That would take an hour and a half to heat an adult brain up by 1 Kelvin,
That's an oversimplification assuming the entire brain receives the exact same amount of energy, and that is just the radio transmissions, while a cell phone can also output heat on its own and reflect your body heat.
These "Platonic thought experiment" rebuttals tend to be simplistic to the point of "assuming spherical cows" and ignore the complex interactions of a real biological system. That's not a valid scientific argument, at best it's a plausibility argument.
We didn't think asbestos was a carcinogen but it was. We then thought glass fibers were likely to be carcinogens too, but they weren't.
That's the same amount of 'heating' as 45 minutes of cell phone use, every day.
Any cell phone use comes on top of all that, and some professions could easily spend more than an hour a day on the cell phone. (Though admittedly they'd normally get a hand-free set then.)

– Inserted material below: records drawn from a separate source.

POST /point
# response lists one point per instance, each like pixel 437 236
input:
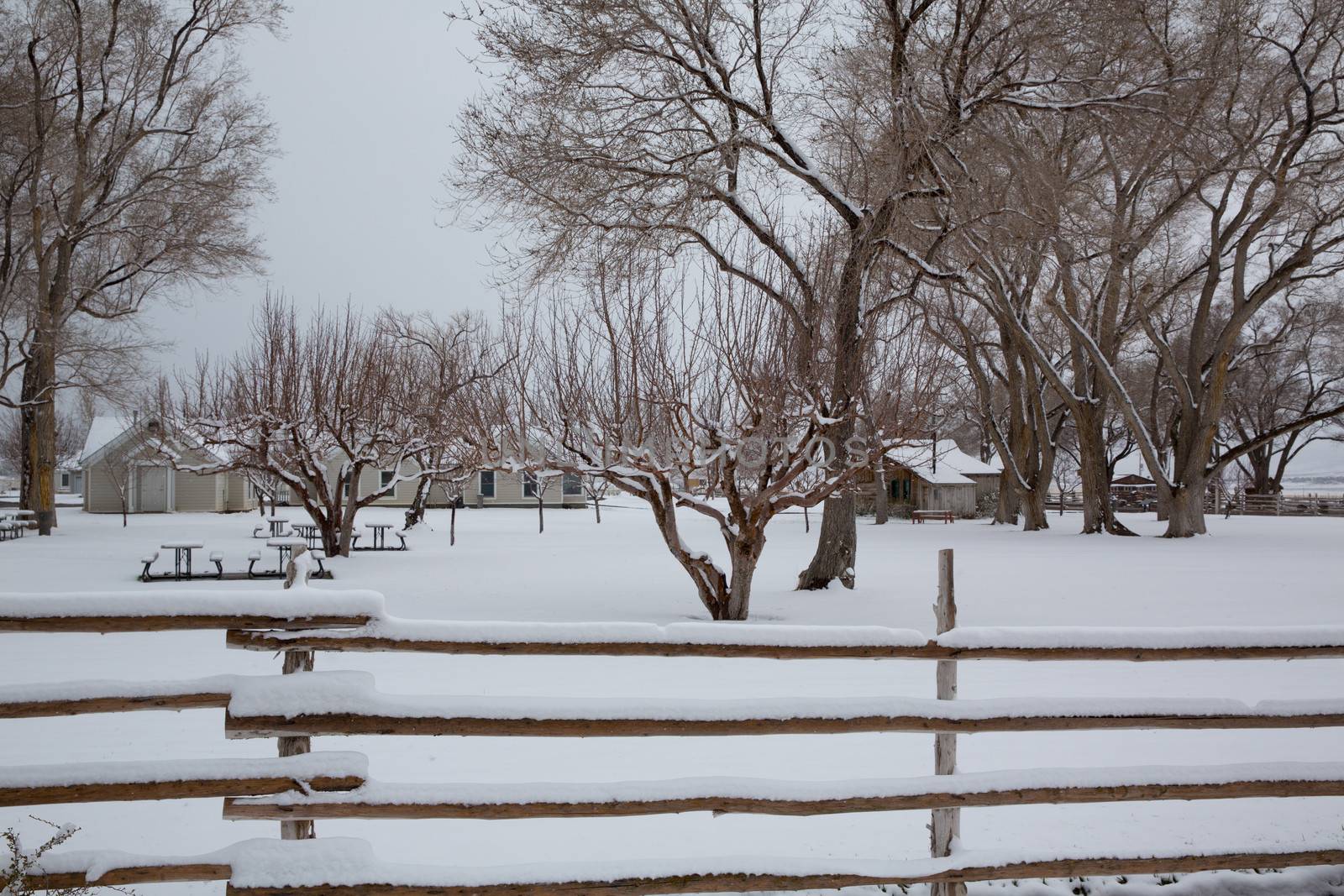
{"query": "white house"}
pixel 128 458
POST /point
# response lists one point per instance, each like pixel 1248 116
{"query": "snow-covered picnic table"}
pixel 380 537
pixel 181 555
pixel 308 531
pixel 286 546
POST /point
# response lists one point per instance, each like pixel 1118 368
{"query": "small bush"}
pixel 19 862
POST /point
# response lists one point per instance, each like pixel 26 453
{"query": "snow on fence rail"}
pixel 109 611
pixel 1012 788
pixel 179 778
pixel 806 642
pixel 349 703
pixel 302 786
pixel 342 867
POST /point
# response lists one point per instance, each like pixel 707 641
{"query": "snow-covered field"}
pixel 1249 571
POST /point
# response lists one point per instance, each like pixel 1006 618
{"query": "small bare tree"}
pixel 649 380
pixel 315 406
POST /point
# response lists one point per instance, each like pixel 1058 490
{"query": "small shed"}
pixel 920 479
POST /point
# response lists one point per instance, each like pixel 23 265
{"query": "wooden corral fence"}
pixel 300 788
pixel 1242 504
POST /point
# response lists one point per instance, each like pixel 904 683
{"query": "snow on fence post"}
pixel 296 661
pixel 947 822
pixel 296 573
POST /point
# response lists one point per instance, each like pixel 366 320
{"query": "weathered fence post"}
pixel 296 571
pixel 947 822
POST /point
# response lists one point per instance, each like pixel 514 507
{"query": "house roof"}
pixel 109 429
pixel 104 430
pixel 953 465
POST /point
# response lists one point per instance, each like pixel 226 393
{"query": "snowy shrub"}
pixel 19 862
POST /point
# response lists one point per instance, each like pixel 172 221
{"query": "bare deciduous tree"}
pixel 698 129
pixel 313 405
pixel 134 159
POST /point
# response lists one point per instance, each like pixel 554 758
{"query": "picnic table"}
pixel 921 516
pixel 181 555
pixel 286 546
pixel 308 531
pixel 380 537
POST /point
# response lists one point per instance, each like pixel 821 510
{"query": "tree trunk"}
pixel 745 558
pixel 839 542
pixel 42 437
pixel 1095 477
pixel 347 532
pixel 416 512
pixel 879 496
pixel 835 547
pixel 1008 501
pixel 1187 512
pixel 1034 511
pixel 27 426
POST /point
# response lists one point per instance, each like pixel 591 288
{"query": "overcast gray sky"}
pixel 365 96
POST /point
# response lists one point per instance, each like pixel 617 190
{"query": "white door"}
pixel 154 490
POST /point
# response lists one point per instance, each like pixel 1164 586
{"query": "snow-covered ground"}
pixel 1250 571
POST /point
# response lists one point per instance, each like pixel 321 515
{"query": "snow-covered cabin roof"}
pixel 104 429
pixel 953 465
pixel 108 429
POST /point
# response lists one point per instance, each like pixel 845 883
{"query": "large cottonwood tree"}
pixel 796 147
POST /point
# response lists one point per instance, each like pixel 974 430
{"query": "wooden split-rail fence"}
pixel 300 788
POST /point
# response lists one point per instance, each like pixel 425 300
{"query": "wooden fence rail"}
pixel 324 786
pixel 452 884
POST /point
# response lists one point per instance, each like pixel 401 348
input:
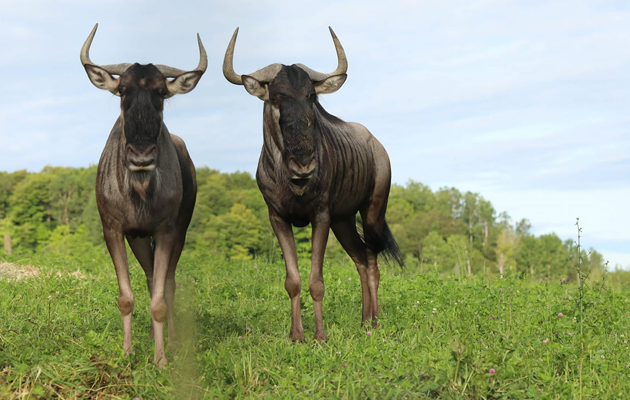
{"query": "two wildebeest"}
pixel 314 168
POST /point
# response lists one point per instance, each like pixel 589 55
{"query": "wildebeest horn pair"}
pixel 269 72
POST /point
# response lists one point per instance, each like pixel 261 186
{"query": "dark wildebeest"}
pixel 315 168
pixel 145 184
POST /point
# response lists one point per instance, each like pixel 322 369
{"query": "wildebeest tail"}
pixel 382 241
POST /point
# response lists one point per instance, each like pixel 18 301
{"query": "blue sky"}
pixel 526 102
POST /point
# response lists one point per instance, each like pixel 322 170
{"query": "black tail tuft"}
pixel 382 241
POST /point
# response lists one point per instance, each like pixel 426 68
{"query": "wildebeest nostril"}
pixel 302 170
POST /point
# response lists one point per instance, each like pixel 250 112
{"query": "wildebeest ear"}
pixel 183 83
pixel 256 88
pixel 102 79
pixel 330 84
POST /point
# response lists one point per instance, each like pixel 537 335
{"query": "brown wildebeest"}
pixel 145 184
pixel 315 168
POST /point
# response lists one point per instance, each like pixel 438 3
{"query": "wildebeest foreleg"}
pixel 164 245
pixel 292 283
pixel 375 217
pixel 170 289
pixel 321 228
pixel 143 251
pixel 347 235
pixel 116 246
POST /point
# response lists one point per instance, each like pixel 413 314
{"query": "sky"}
pixel 526 102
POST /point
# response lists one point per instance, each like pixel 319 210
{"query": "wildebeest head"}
pixel 292 92
pixel 142 90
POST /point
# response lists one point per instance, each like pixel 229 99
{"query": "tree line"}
pixel 448 231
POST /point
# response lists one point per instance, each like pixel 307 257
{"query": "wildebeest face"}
pixel 293 95
pixel 142 90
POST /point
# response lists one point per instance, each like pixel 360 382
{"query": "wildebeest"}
pixel 145 184
pixel 315 168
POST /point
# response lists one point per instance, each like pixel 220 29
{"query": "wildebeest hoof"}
pixel 321 336
pixel 296 336
pixel 161 362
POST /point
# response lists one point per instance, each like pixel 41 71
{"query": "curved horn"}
pixel 115 69
pixel 264 75
pixel 228 62
pixel 342 62
pixel 170 72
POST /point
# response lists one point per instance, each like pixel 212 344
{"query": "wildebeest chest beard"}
pixel 143 185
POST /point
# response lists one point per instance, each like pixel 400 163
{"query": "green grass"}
pixel 61 336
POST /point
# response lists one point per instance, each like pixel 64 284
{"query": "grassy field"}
pixel 440 337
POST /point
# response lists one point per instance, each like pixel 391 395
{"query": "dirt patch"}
pixel 16 272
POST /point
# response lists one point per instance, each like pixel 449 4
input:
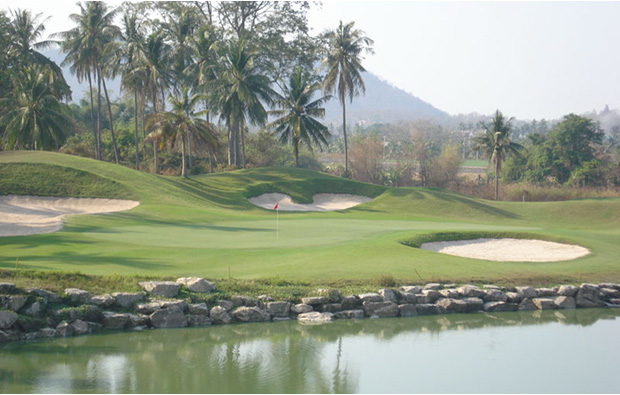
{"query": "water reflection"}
pixel 263 358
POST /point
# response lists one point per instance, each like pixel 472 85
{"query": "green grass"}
pixel 205 226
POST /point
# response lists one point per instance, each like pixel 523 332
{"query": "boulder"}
pixel 450 305
pixel 77 296
pixel 301 308
pixel 371 297
pixel 349 314
pixel 565 302
pixel 166 289
pixel 127 300
pixel 279 309
pixel 388 295
pixel 407 310
pixel 315 300
pixel 7 319
pixel 568 290
pixel 65 329
pixel 315 317
pixel 219 315
pixel 103 301
pixel 197 284
pixel 172 317
pixel 198 320
pixel 332 295
pixel 250 314
pixel 198 309
pixel 545 303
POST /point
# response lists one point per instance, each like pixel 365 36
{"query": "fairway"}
pixel 205 226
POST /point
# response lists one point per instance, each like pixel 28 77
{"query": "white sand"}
pixel 514 250
pixel 321 202
pixel 29 215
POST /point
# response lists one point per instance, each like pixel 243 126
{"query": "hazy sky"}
pixel 528 59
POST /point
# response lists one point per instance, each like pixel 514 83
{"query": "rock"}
pixel 427 309
pixel 219 315
pixel 473 304
pixel 314 300
pixel 103 301
pixel 545 303
pixel 279 309
pixel 77 296
pixel 16 302
pixel 250 314
pixel 301 308
pixel 568 290
pixel 410 289
pixel 198 320
pixel 407 310
pixel 6 288
pixel 166 289
pixel 371 297
pixel 493 307
pixel 527 305
pixel 527 292
pixel 470 291
pixel 7 319
pixel 172 317
pixel 64 329
pixel 127 300
pixel 431 295
pixel 350 302
pixel 565 302
pixel 449 305
pixel 332 295
pixel 388 295
pixel 315 317
pixel 198 309
pixel 349 315
pixel 197 284
pixel 80 327
pixel 114 320
pixel 588 296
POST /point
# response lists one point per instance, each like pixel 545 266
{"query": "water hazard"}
pixel 574 351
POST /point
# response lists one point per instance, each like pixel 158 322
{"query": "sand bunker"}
pixel 29 215
pixel 514 250
pixel 321 202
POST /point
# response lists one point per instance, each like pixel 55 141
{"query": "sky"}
pixel 531 60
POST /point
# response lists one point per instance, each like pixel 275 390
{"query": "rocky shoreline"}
pixel 37 313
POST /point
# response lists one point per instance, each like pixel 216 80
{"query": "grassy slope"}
pixel 204 226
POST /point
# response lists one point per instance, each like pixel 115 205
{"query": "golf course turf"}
pixel 205 226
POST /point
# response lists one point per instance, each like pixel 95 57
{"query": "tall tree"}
pixel 495 142
pixel 298 112
pixel 344 69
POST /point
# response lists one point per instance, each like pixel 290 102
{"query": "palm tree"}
pixel 298 111
pixel 344 68
pixel 240 89
pixel 181 120
pixel 35 117
pixel 495 142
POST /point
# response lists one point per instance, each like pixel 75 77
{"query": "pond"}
pixel 569 351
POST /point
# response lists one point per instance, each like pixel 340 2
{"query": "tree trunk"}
pixel 107 99
pixel 135 120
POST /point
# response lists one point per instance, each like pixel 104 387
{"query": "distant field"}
pixel 205 226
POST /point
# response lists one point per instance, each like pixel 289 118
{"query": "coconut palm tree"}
pixel 240 90
pixel 298 113
pixel 174 125
pixel 35 118
pixel 344 69
pixel 496 144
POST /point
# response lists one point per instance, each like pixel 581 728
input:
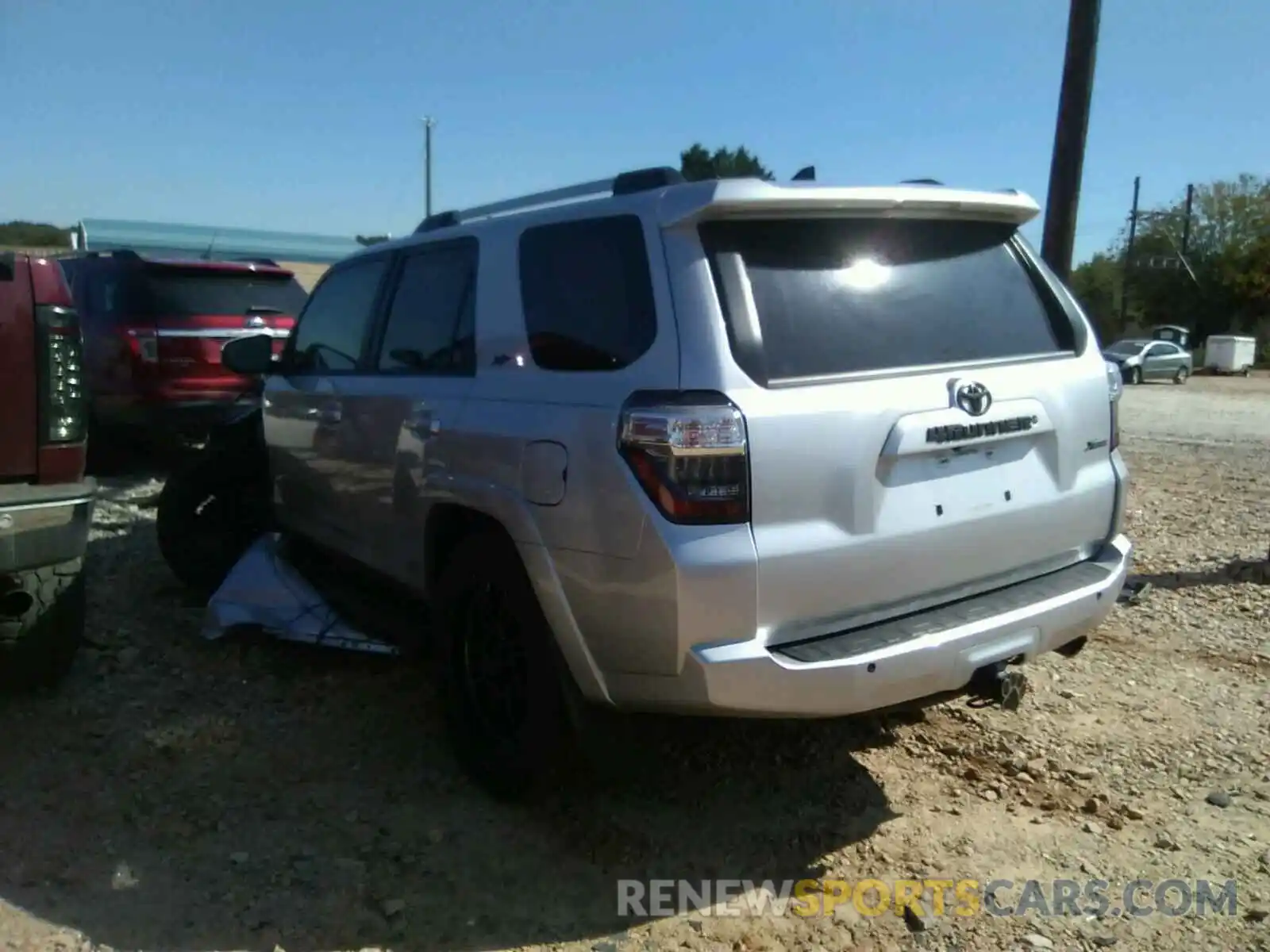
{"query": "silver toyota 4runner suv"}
pixel 728 447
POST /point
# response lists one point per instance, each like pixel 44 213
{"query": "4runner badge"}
pixel 973 397
pixel 956 432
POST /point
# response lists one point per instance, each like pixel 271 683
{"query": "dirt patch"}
pixel 306 274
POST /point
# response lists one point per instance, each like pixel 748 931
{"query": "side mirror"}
pixel 252 357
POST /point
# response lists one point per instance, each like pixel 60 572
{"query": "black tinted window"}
pixel 848 295
pixel 587 294
pixel 330 332
pixel 202 291
pixel 432 319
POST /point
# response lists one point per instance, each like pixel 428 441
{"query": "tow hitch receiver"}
pixel 997 685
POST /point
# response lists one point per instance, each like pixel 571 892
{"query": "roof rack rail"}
pixel 622 184
pixel 647 179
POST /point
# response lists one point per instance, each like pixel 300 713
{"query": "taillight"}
pixel 689 454
pixel 1115 387
pixel 63 409
pixel 144 344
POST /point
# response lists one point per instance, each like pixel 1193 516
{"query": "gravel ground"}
pixel 182 795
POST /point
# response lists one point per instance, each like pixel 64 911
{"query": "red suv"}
pixel 46 501
pixel 154 330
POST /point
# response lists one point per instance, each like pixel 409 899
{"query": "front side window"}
pixel 587 292
pixel 328 338
pixel 841 296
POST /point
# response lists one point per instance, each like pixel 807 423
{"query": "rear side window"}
pixel 587 294
pixel 183 292
pixel 431 325
pixel 329 334
pixel 849 295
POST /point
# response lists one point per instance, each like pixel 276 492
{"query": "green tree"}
pixel 1221 286
pixel 698 164
pixel 1096 285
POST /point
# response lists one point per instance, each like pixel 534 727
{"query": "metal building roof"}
pixel 197 241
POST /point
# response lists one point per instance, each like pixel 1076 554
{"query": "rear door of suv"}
pixel 920 424
pixel 18 425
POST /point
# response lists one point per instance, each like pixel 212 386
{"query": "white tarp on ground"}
pixel 264 590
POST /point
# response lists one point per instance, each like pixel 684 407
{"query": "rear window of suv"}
pixel 202 291
pixel 841 296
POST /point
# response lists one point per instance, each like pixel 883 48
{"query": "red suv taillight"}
pixel 60 355
pixel 689 454
pixel 143 344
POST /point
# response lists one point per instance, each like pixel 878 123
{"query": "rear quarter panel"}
pixel 18 456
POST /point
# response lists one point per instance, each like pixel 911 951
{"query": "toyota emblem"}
pixel 975 399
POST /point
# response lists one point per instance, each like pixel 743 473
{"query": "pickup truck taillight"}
pixel 60 355
pixel 689 454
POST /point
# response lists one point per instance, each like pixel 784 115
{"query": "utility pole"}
pixel 1128 251
pixel 1191 201
pixel 1070 133
pixel 429 122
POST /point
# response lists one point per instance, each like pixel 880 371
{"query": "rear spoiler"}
pixel 753 198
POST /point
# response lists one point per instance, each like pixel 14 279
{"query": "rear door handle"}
pixel 423 424
pixel 327 416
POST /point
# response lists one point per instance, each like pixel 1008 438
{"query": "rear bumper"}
pixel 891 664
pixel 44 524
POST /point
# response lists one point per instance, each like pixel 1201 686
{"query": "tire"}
pixel 38 644
pixel 518 759
pixel 210 511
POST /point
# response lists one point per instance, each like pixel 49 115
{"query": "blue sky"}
pixel 305 116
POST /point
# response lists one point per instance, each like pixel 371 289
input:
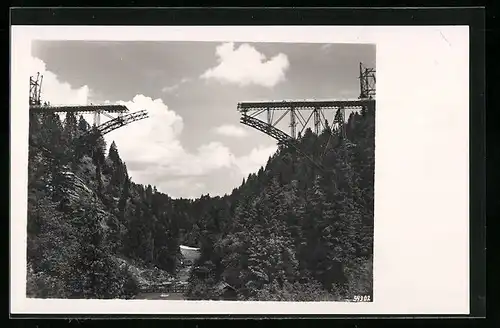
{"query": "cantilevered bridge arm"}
pixel 303 104
pixel 266 128
pixel 79 109
pixel 121 121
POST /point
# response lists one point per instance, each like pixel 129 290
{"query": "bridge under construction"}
pixel 123 116
pixel 300 112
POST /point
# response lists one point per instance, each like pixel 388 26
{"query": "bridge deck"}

It's not enough to come up with some vague correlation if every other verified theory tells us that it just can't happen. A mechanism for the cause has to be proposed (a model), and it has to be shown to be valid rigorously, using double-blind studies and falsifiable experiments.
A correlation can be plenty to work with if you can clearly prove it. If the correlation can not be explained by other established models, or discarded as coincidence, you can then start searching for a underlying mechanism.
John Snow found a correlation between drinking from a certain well and outbreaks of cholera. The mechanism of infection was not known at the time, but even so the correlation was clear and undeniable.